Wie wirkt sich die überproportionale Zunahme der Stellen auf das Wirtschaftswachstum aus? Aus liberaler Sicht liegt die Annahme nahe, dass sich der Spielraum für privatwirtschaftliche Aktivitäten durch eine weitere, fortgesetzte Ausdehnung der Verwaltung verengt. Die bestehende Wirtschaftsordnung – schlanker, aber starker Staat –, die wir nicht nur um ihrer ideellen Werte, sondern auch um ihrer gesellschaftlichen Errungenschaften beziehungsweise kolossalen Wohlstandsgewinne willen zu bewahren wünschen, droht aus den Angeln gehoben zu werden. Der noch übriggebliebene Privatsektor wird, auch mit Blick auf stets steigende Staatsausgaben, am Ende noch dazu gut sein, die Steuern zur Finanzierung des Staatssektors zu erarbeiten. Schlimmer noch: Dadurch, dass der Staat in immer mehr Lebensbereiche eingreift, gewöhnen sich die Bürger an die Betreuung durch den Staat. Die vielgelobte Selbstverantwortung verkümmert sukzessive. Je grösser der Staatssektor wird, desto mehr werden Teile der Bevölkerung vom Staat abhängig, und es wird mehr umverteilt.

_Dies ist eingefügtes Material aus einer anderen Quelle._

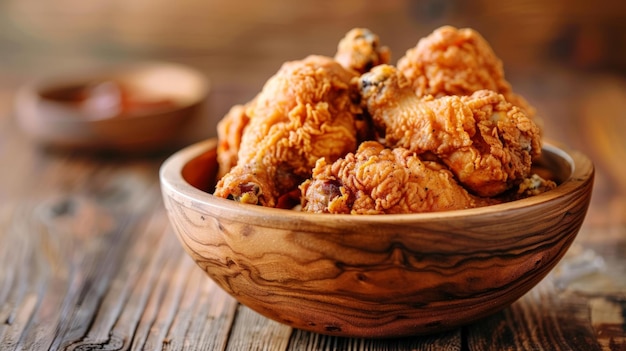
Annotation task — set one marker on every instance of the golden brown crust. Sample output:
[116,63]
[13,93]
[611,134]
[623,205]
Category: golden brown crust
[229,132]
[360,50]
[487,142]
[453,61]
[377,180]
[304,112]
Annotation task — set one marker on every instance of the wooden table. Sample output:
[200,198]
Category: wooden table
[88,259]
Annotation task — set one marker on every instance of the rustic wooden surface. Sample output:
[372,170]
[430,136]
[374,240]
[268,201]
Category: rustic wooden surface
[88,259]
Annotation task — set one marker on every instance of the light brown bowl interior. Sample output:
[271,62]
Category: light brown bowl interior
[60,124]
[381,275]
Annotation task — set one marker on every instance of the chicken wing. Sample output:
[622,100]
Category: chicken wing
[360,50]
[304,112]
[377,180]
[453,61]
[486,142]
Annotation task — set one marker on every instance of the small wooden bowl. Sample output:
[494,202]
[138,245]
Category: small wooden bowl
[379,275]
[134,107]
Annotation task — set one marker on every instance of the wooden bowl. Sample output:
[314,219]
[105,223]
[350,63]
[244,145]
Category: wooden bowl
[378,275]
[134,107]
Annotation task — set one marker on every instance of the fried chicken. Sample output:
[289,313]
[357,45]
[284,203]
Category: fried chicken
[378,180]
[360,50]
[229,133]
[453,61]
[304,112]
[486,142]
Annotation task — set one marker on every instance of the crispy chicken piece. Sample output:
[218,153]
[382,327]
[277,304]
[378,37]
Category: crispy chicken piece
[360,50]
[486,142]
[304,112]
[229,132]
[453,61]
[377,180]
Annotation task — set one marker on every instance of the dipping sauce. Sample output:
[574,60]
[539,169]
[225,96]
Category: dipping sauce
[109,99]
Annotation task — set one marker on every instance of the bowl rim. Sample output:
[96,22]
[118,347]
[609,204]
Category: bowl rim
[173,184]
[30,91]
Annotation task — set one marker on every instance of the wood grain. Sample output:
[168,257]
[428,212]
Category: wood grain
[376,276]
[107,271]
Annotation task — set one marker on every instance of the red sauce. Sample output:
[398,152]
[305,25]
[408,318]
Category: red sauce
[108,99]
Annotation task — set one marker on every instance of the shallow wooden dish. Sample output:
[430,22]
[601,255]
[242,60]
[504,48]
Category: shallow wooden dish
[45,111]
[375,276]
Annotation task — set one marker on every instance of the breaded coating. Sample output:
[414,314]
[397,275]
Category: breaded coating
[453,61]
[486,142]
[304,112]
[377,180]
[360,50]
[229,132]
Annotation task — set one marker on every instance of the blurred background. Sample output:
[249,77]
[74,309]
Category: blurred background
[553,51]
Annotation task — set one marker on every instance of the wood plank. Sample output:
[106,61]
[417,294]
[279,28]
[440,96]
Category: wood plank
[253,332]
[448,341]
[543,319]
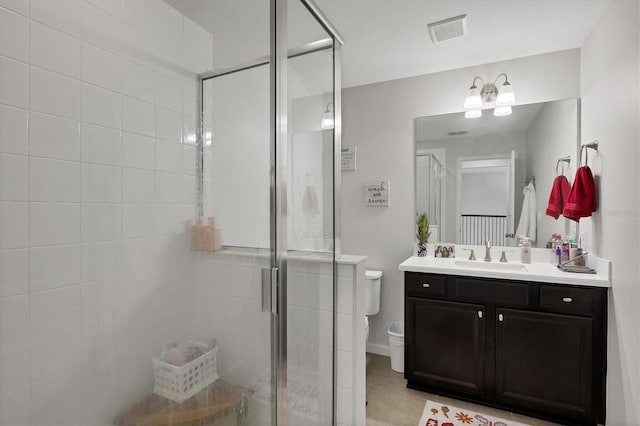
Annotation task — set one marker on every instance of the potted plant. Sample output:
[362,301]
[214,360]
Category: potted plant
[422,233]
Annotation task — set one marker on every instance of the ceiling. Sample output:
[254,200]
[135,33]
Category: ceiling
[388,39]
[437,127]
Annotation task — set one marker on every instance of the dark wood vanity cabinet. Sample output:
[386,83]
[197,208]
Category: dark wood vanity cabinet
[534,348]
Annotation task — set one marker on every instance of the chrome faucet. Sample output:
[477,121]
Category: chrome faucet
[487,252]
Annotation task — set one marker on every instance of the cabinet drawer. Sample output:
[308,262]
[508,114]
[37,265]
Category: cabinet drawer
[570,300]
[425,284]
[511,293]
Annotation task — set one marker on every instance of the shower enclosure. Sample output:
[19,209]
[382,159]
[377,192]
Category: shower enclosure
[124,127]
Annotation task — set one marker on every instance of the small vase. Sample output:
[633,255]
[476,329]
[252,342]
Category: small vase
[422,249]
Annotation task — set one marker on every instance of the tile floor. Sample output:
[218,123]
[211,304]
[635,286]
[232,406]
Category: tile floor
[391,403]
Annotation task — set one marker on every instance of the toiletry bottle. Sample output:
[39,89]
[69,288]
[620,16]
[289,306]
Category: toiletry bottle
[565,252]
[525,250]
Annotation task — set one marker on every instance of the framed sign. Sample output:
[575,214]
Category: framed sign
[377,194]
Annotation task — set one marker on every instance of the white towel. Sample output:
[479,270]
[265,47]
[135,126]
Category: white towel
[527,224]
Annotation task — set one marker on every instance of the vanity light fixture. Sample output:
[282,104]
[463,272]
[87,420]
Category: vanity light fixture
[327,118]
[489,95]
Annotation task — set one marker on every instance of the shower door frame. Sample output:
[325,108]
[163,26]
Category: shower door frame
[278,181]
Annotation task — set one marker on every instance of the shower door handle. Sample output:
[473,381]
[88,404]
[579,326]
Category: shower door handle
[270,290]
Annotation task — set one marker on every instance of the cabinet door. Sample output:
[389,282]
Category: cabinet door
[445,345]
[544,362]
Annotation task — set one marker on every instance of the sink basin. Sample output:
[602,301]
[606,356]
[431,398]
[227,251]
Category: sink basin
[496,266]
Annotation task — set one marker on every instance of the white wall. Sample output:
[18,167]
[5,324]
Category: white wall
[610,98]
[96,98]
[379,119]
[485,145]
[552,135]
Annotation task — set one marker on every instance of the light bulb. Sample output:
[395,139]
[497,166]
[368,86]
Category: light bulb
[505,95]
[502,111]
[327,120]
[473,113]
[473,99]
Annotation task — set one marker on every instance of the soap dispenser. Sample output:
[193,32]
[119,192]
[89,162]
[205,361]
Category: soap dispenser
[525,249]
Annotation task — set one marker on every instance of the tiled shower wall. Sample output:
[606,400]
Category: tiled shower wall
[228,289]
[97,165]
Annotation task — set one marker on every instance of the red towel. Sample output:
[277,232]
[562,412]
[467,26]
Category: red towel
[558,196]
[582,199]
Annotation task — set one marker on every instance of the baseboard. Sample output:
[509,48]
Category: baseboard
[378,349]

Der Staat muss loslassen können

Das Subsidiaritätsprinzip muss wieder zur Geltung kommen: Der Staat darf nur Aufgaben übernehmen, die Wirtschaft, Gesellschaft und einzelne nicht zu erfüllen vermögen. Ganz nach dem Motto «Small is beautiful»: Kleine Einheiten sind engagierter, effektiver, überschaubarer, leichter kontrollierbar. Eine staatliche Missbrauchskontrolle dürfte in aller Regel ausreichen. Die Entlastung des Staates von nicht wirklich dringenden Staatsaufgaben würde im übrigen eine Eindämmung der Gesetzesflut nach sich ziehen.

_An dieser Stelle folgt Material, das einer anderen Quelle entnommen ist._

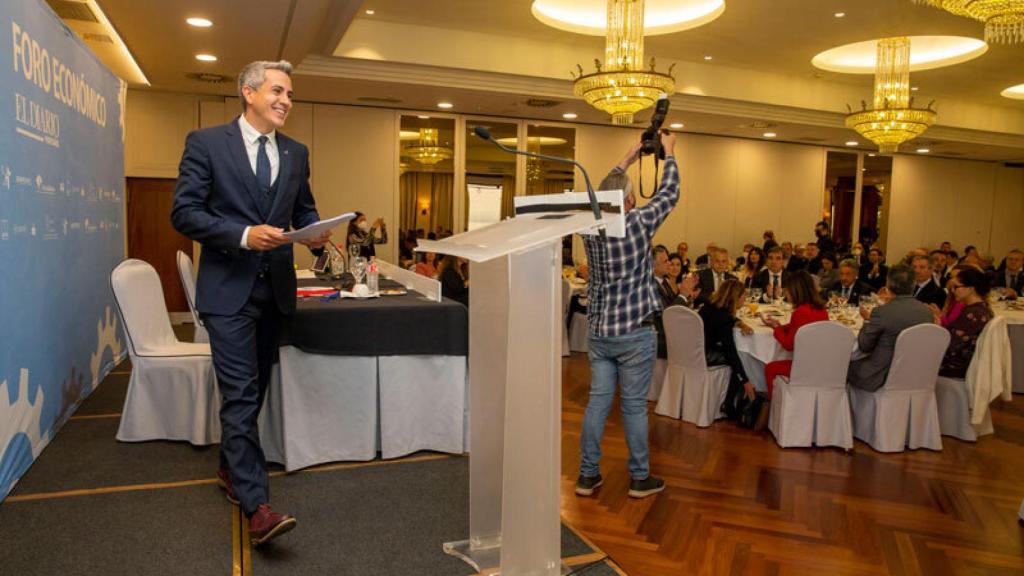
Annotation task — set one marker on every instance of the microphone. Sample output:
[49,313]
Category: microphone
[483,133]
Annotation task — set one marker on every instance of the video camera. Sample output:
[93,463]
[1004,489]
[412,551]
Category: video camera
[650,141]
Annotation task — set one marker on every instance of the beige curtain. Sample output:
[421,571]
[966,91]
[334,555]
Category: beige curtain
[441,192]
[408,184]
[508,193]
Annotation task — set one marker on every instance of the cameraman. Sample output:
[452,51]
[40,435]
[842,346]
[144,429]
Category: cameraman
[623,303]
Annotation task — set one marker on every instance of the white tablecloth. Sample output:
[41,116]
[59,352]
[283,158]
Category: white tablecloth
[334,408]
[761,347]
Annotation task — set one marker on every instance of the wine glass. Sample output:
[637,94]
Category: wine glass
[358,269]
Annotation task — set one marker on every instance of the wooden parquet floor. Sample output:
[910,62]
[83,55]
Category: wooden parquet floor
[736,503]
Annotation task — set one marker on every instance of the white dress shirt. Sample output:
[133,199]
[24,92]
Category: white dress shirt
[251,136]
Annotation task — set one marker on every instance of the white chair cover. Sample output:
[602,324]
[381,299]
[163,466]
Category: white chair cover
[579,333]
[690,391]
[188,283]
[656,379]
[172,394]
[811,406]
[903,412]
[566,298]
[957,405]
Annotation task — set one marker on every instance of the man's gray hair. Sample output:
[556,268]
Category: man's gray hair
[617,180]
[901,280]
[254,74]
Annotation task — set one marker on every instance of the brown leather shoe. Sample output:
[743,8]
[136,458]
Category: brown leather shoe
[266,525]
[224,482]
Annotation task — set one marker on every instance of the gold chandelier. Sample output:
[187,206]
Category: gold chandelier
[426,151]
[893,120]
[624,87]
[1004,18]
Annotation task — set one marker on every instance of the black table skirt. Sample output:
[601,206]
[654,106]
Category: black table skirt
[404,325]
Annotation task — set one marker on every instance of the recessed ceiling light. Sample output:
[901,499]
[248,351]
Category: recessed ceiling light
[927,52]
[590,16]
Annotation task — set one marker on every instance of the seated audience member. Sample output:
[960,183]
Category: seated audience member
[823,239]
[970,287]
[705,259]
[681,249]
[813,255]
[455,285]
[849,287]
[878,336]
[925,288]
[940,266]
[807,307]
[1013,277]
[427,264]
[797,260]
[754,264]
[771,279]
[786,252]
[712,278]
[769,238]
[875,272]
[827,275]
[719,317]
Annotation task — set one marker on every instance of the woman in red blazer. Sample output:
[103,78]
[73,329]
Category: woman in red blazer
[807,307]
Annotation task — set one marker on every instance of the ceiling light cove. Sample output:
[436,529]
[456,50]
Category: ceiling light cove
[660,16]
[1016,92]
[927,52]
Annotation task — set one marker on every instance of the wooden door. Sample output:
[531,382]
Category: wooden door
[152,238]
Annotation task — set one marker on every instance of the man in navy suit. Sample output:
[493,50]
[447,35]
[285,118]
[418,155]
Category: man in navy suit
[240,187]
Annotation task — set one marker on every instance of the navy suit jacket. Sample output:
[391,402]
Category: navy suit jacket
[216,198]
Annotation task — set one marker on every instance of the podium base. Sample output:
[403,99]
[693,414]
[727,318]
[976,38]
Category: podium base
[485,560]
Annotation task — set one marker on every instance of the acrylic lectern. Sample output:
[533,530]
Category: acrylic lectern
[515,379]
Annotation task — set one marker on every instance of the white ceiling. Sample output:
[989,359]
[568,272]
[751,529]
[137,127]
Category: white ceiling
[753,41]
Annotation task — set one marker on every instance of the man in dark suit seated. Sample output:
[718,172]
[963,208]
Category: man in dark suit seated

Leider können Politiker, zumal im Wahljahr, den Versuchungen des Geldausgebens – wie einst Odysseus dem Gesang der Sirenen – oftmals nicht widerstehen. Deshalb sollten sie sich – wie der griechische Held, der sich an den Mast binden liess – selbst überlisten. Hilfreich wäre die Schaffung (verfassungsrechtlicher) Obergrenzen, die sichtbar unter den heutigen Werten liegen; nicht nur für die Staatsverschuldung, sondern auch für die Staatsquote, für die steuerliche Belastung und vor allem für die «Verwaltungsquote». Was die Staatsverschuldung anbetrifft, so wäre beispielsweise eine kantonale Schuldenbremse einzuführen. Diese zwingt die Verwaltung und das Parlament zum Masshalten und wirkt als Staatsquotenbremse. Es liegt dabei etwas Hoffnung in der Luft: Im Frühjahr 2023 haben die bürgerlichen Parteien im Kanton Zürich eine Motion eingereicht, die vom Regierungsrat verlangt, die hiesigen Investitionen mittelfristig aus eigenen Mitteln zu finanzieren und somit einen vernünftigen Selbstfinanzierungsgrad zu erreichen.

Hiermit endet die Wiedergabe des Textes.